If you're weighing up those two options specifically, I would tip the
balance toward a custom copy. If you paste into some other
application, it would be more consistent to work with four spaces for
every indentation level, rather than having every line begin with a
tab and then some spaces.
> This idea, and your response, ignores the fact that Shell is *statement*
> oriented. Inserting a secondary prompts inside statement text would mean
> that they would have to first be protected from user editing and then
> deleted by Idle before the statement is sent to the Executive.
The secondary prompts are actually quite annoying in copy/paste.
Anything that suppresses them is a distinct advantage IMO.
> As I said on the tracker, I think that output that is no longer dedented
> with respect to input will then need some more to distinguish it. For my
> copy of Idle, I have added blue and red background tint to standard and
> error output and I think that works well.
I'd have to have a look and see how that feels before I can judge
properly, but the notion of output not being indented by a prompt is
one that's found on... well, pretty much everything. Most command-line
interfaces work that way. Good MUD clients work hard to make sure that
the user's input is correctly indented by the prompt, even if the two
are quite separate in chronology; if you use input("........") and
print(), you'll end up with the same kind of interface. Explaining the
difference in color will be different, so it'll have to work extra
well to make up for that. Also, you can copy and paste into an email,
which will lose color. Count me dubious but reserving judgment.

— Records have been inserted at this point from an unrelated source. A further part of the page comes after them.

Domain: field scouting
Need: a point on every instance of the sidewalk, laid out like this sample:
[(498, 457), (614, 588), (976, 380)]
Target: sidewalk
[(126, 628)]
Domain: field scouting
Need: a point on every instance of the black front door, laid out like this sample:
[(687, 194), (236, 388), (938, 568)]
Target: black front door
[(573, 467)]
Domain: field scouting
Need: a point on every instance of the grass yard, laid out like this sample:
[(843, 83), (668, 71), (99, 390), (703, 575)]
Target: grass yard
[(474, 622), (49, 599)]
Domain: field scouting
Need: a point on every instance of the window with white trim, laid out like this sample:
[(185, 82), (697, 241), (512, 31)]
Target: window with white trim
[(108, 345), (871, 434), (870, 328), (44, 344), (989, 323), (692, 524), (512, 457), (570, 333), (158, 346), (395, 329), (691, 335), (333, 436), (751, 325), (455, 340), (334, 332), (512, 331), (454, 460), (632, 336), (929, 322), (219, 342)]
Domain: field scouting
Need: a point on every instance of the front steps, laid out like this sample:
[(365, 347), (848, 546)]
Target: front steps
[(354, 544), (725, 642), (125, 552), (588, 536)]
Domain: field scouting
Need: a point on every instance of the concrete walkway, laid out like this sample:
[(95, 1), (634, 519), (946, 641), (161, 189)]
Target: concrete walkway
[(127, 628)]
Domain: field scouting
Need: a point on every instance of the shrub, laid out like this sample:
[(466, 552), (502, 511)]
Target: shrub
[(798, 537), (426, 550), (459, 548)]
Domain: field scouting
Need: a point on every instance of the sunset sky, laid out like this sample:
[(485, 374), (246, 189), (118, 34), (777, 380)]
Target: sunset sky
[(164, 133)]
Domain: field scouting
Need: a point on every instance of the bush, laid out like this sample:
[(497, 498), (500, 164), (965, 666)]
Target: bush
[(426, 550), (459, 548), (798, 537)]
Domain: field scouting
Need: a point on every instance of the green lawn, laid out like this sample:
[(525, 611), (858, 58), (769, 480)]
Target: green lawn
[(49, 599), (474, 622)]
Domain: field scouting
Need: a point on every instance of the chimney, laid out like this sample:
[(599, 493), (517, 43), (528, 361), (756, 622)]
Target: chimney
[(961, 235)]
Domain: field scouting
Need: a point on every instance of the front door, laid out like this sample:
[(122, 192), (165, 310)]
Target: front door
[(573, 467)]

>> RESPONSE_2: You fool! That would require *ACTUAL* skills
>> that we *DON'T* have. Only rr knows how to "lock" the
>> scrolling events of two Tkinter widgets,
> Saimadhav has locked together a thin canvas with the text for line numbers.
> It works in all my texts. I am just waiting for him to try it with a thin
> text instead.
> If you know some secret you think he missed. please describe it here.
Huh, is combined scrolling really such an amazing thing? Only one
person in the whole world knows how to do it? So.... like this:
Considering that some GUI toolkits have that functionality as a core
feature (GTK scrolling is a bit more complex to support this exact
concept), I would be very much surprised if exactly one person knows
how to do it in Tk.
> Idea 4 (which I already suggested on the tracker). Put statement input
> prompts and output separators on lines by themselves. As with 3. above, use
> standard 4 space indents, as with
> def f(x):
> if x:
> print('got it')
> return 'something'
> got it
> Idle users other than Rick, any comments on the possible improvements?
I can't comment on how it interacts with the editor half of Idle, but
for the shell as a stand-alone app, and for copying and pasting into
other programs, this last idea is rather interesting. I'm broadly
happy with the current system (>>> def f(x):), and the prompt is a
little weird (">>>:"? but maybe "Python:" would be less weird; I don't
advise "Idle:" as it implies that something is idle that might be
busy), but this would make copy/paste that bit easier. It would tend
to de-emphasize the difference between input and output, though, which
may or may not be an issue. But definitely interesting.